In her car, stopped at a red light in Union Square, a beat up Rav 4 pulled alongside us. A German shepherd lunged out the window and barked at me loud and vicious. I screamed in panic. The driver, on his phone, chuckled at my reaction. I calmed down as soon as I realized the dog was not going to leap through the passenger side window to bite at my face and head. As my beating heart began to slow, another German shepherd suddenly appeared next to the first and began the barking all over again! This time I laughed. It was absurd.

I am the big dog

4 thoughts on “I am not a Baby Duck”

  1. Snork in the spring is a thing to behold! A glorious blossoming bear tree of dogs and bikes and trees.

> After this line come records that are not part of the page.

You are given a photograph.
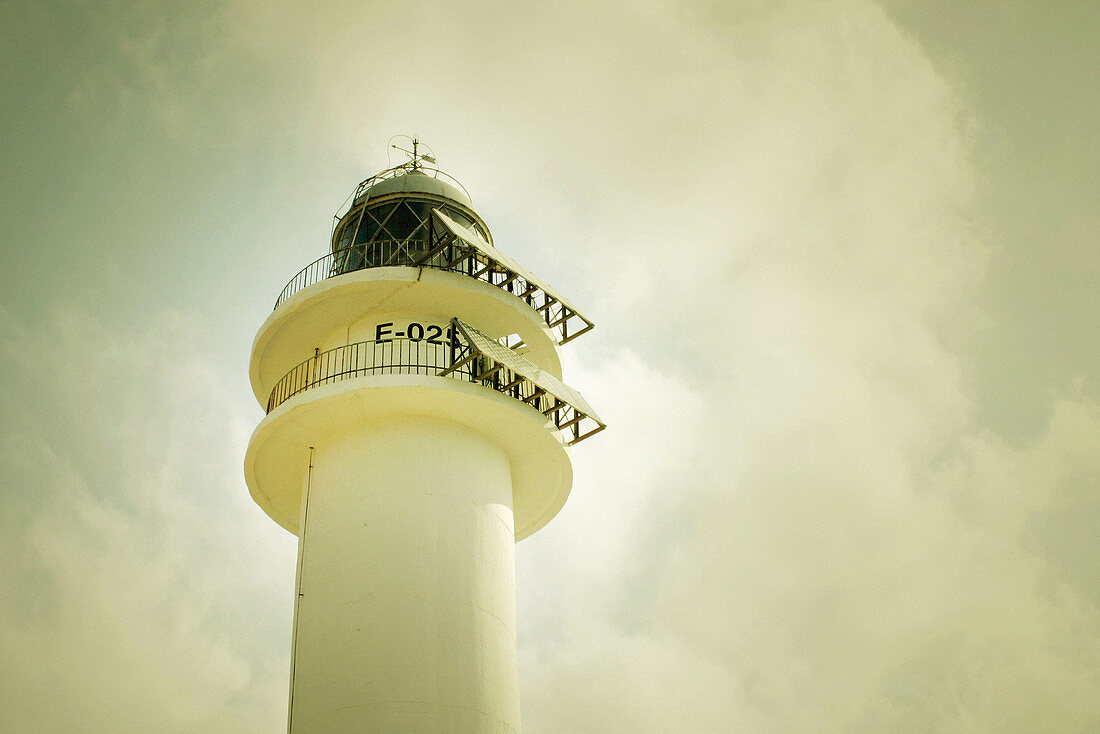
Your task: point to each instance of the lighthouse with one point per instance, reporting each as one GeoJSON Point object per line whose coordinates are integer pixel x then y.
{"type": "Point", "coordinates": [417, 426]}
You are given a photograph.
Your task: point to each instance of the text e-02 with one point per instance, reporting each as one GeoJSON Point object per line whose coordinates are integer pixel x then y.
{"type": "Point", "coordinates": [415, 331]}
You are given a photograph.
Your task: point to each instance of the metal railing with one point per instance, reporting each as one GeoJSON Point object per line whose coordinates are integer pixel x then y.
{"type": "Point", "coordinates": [376, 253]}
{"type": "Point", "coordinates": [454, 358]}
{"type": "Point", "coordinates": [364, 358]}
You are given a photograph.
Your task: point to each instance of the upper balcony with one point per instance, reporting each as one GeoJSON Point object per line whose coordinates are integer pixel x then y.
{"type": "Point", "coordinates": [415, 231]}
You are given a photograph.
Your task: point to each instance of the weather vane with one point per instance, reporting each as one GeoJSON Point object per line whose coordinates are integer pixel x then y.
{"type": "Point", "coordinates": [416, 157]}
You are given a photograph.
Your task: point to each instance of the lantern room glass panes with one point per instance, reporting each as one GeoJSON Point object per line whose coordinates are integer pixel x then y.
{"type": "Point", "coordinates": [392, 233]}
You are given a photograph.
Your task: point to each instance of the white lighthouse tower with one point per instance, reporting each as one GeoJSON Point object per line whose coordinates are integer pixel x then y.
{"type": "Point", "coordinates": [416, 428]}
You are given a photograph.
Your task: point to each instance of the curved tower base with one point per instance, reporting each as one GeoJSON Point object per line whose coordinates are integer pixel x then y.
{"type": "Point", "coordinates": [406, 588]}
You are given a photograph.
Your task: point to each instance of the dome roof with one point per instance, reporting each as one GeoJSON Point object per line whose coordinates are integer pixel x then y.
{"type": "Point", "coordinates": [415, 182]}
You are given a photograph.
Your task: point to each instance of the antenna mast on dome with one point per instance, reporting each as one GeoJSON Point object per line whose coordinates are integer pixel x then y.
{"type": "Point", "coordinates": [416, 157]}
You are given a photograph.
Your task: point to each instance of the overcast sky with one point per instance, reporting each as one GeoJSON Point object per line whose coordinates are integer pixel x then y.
{"type": "Point", "coordinates": [843, 260]}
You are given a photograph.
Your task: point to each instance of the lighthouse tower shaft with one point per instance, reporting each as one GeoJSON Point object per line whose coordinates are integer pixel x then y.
{"type": "Point", "coordinates": [416, 428]}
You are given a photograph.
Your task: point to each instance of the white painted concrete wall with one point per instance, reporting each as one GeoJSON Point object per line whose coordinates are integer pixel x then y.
{"type": "Point", "coordinates": [406, 609]}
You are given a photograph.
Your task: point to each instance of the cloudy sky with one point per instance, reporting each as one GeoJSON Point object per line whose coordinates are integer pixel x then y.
{"type": "Point", "coordinates": [843, 261]}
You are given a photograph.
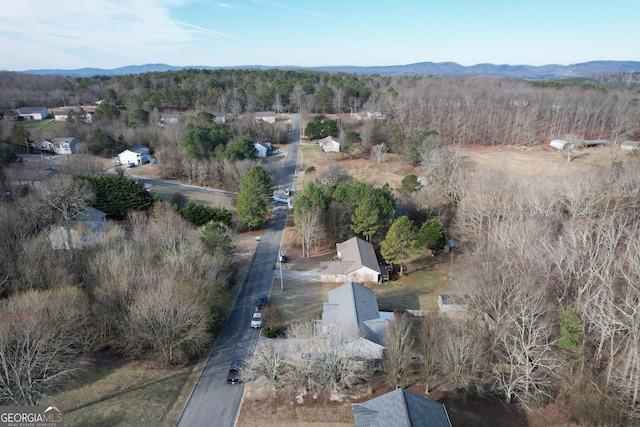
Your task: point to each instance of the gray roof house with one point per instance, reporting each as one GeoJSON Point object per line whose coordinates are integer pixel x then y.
{"type": "Point", "coordinates": [64, 145]}
{"type": "Point", "coordinates": [351, 314]}
{"type": "Point", "coordinates": [400, 408]}
{"type": "Point", "coordinates": [356, 262]}
{"type": "Point", "coordinates": [33, 113]}
{"type": "Point", "coordinates": [262, 148]}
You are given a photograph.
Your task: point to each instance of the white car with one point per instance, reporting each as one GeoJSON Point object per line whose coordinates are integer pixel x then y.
{"type": "Point", "coordinates": [256, 320]}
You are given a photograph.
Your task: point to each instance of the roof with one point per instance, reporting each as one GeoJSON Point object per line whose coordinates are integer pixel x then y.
{"type": "Point", "coordinates": [29, 110]}
{"type": "Point", "coordinates": [400, 408]}
{"type": "Point", "coordinates": [350, 305]}
{"type": "Point", "coordinates": [139, 149]}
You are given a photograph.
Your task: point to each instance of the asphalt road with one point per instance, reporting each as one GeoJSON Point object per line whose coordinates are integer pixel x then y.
{"type": "Point", "coordinates": [213, 402]}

    I am glad the 3rdarm is having a good spring.

    MEOF!

  2. bunches, your new look it freaking me out. you’re smoking not tokin’! you’re the man, the brunch captain, whatever, help me w/my new spring look. god knows, i need one.

  3. LadyC, you are a diva of the spring. THE diva of the spring. Everyone in Boston knows it, everyone in Cambridge sings it to a tune of blossoming flowers.

  4. I’ve seen that car and those dogs in Union Sq. before! I agree, super scary. And I think the owner really does drive around all day looking for people to scare with them. My husband and I stared calling them the hounds of hell.